Refinery provides a variety of configuration options that allow operators to tune the product to handle a variety of different volumes and shapes of telemetry data.
We recommend increasing the amount of RAM and the number of cores after your initial set-up. Use our scale documentation below, and our troubleshooting documentation to learn more.
In an ideal world with consistent, steady traffic and no traffic bursts, the proper Refinery cache configuration would be set AvailableMemory
to utilize all of the available system RAM.
Unfortunately, we do not live in an ideal world.
Instead, we provide an exploratory approach to sizing Refinery based on experimentation using your actual traffic pattern and volume.
As a rough starting point, set MaxMemoryPercentage
to 75
to use 75% of AvailableMemory
and set CacheCapacity
to the equivalent percentage of AvailableMemory
value divided by 10,000 in bytes.
For example, if the system’s RAM is 4GB and 75% of that value is approximately 3GB, then set the CacheCapacity
to 300_000
.
To tune the MaxMemoryPercentage
value, monitor process_uptime_seconds
and look for restarts.
If Refinery restarts due to Out Of Memory exceptions or due to the host’s Out Of Memory Killer, decrease MaxMemoryPercentage
to give Refinery more head room on the system.
Monitor incoming_router_dropped
and peer_router_dropped
, and look for values above 0.
If either metric is consistently above 0, increase CacheCapacity
.
The receive buffers are consistently three times the size of CacheCapacity
.
Monitor libhoney_peer_queue_overflow
and look for values above 0.
If it is consistently above 0, increase PeerBufferSize
.
The default PeerBufferSize
is 100,000.
Monitor libhoney_upstream_queue_length
and look for values to stay under the UpstreamBufferSize
value.
If it hits UpstreamBufferSize
, then Refinery will block waiting to send upstream to the Honeycomb API.
Adjust the UpstreamBufferSize
as needed.
The default UpstreamBufferSize
is 10,000.
Monitor CPU usage on the host(s), and target for 80% CPU usage.
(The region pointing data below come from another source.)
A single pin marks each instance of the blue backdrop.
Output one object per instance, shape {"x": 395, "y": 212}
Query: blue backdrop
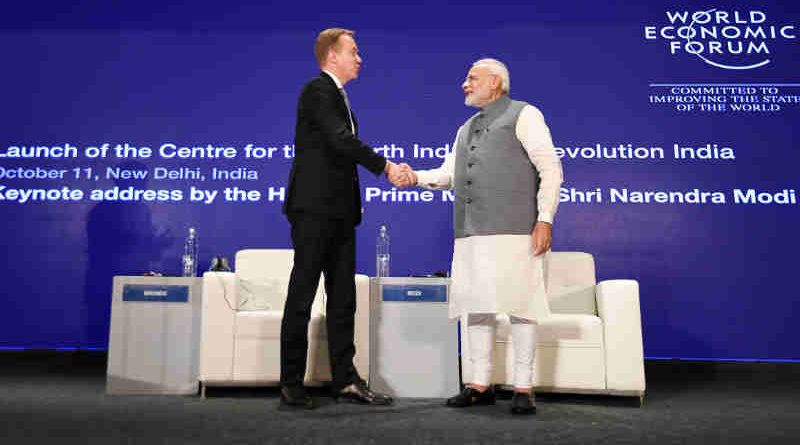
{"x": 710, "y": 235}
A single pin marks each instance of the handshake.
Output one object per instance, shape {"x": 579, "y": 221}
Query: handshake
{"x": 400, "y": 175}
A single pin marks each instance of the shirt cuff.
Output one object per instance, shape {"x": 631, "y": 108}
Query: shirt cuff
{"x": 545, "y": 217}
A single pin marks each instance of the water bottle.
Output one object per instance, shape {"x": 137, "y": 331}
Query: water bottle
{"x": 190, "y": 251}
{"x": 382, "y": 253}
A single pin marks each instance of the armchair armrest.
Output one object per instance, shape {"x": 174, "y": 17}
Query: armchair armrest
{"x": 217, "y": 326}
{"x": 361, "y": 340}
{"x": 618, "y": 307}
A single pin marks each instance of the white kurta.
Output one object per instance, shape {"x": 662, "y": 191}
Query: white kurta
{"x": 498, "y": 273}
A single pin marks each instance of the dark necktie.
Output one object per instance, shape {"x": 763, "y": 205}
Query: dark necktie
{"x": 349, "y": 113}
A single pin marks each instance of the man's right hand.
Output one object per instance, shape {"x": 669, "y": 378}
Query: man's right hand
{"x": 400, "y": 175}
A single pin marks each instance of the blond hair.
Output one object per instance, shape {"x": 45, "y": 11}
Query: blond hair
{"x": 327, "y": 40}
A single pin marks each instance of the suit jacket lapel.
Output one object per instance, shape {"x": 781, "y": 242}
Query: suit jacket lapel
{"x": 342, "y": 105}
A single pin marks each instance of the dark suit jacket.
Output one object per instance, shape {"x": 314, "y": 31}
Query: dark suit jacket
{"x": 324, "y": 178}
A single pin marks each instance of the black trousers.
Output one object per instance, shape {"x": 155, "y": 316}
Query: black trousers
{"x": 327, "y": 246}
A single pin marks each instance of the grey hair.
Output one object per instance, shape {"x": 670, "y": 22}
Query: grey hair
{"x": 499, "y": 69}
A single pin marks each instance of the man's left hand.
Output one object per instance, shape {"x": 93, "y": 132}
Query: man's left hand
{"x": 541, "y": 237}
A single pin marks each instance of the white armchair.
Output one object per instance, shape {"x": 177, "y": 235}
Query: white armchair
{"x": 241, "y": 323}
{"x": 591, "y": 344}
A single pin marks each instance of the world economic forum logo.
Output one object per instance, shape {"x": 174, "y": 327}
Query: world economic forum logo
{"x": 732, "y": 40}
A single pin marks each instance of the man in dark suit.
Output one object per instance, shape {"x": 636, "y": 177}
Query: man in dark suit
{"x": 323, "y": 205}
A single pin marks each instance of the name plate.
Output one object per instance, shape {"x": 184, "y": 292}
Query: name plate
{"x": 426, "y": 293}
{"x": 178, "y": 293}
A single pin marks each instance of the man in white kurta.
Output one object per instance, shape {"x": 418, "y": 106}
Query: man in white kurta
{"x": 506, "y": 178}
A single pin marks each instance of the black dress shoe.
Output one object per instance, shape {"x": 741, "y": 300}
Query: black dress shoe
{"x": 471, "y": 396}
{"x": 359, "y": 392}
{"x": 522, "y": 403}
{"x": 296, "y": 397}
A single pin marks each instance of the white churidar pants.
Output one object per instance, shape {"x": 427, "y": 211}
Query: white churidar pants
{"x": 481, "y": 330}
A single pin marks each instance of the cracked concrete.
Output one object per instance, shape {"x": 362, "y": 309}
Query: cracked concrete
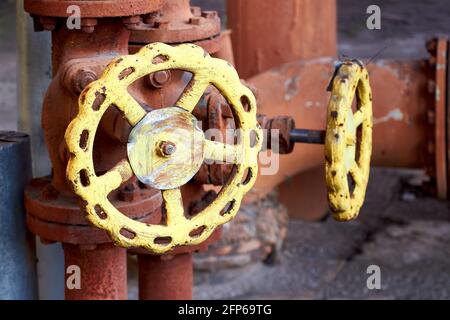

Spiking to 90% is acceptable but avoid spiking to 100%. If CPU utilization is too high, add more cores or more hosts as needed.
Monitor collect_cache_buffer_overrun
and look for values above 0.
If it is consistently above 0, add more RAM or most hosts as needed.
Note that occasional blips are acceptable (see collector metrics).
If you add more RAM, do not forget to re-size the cache.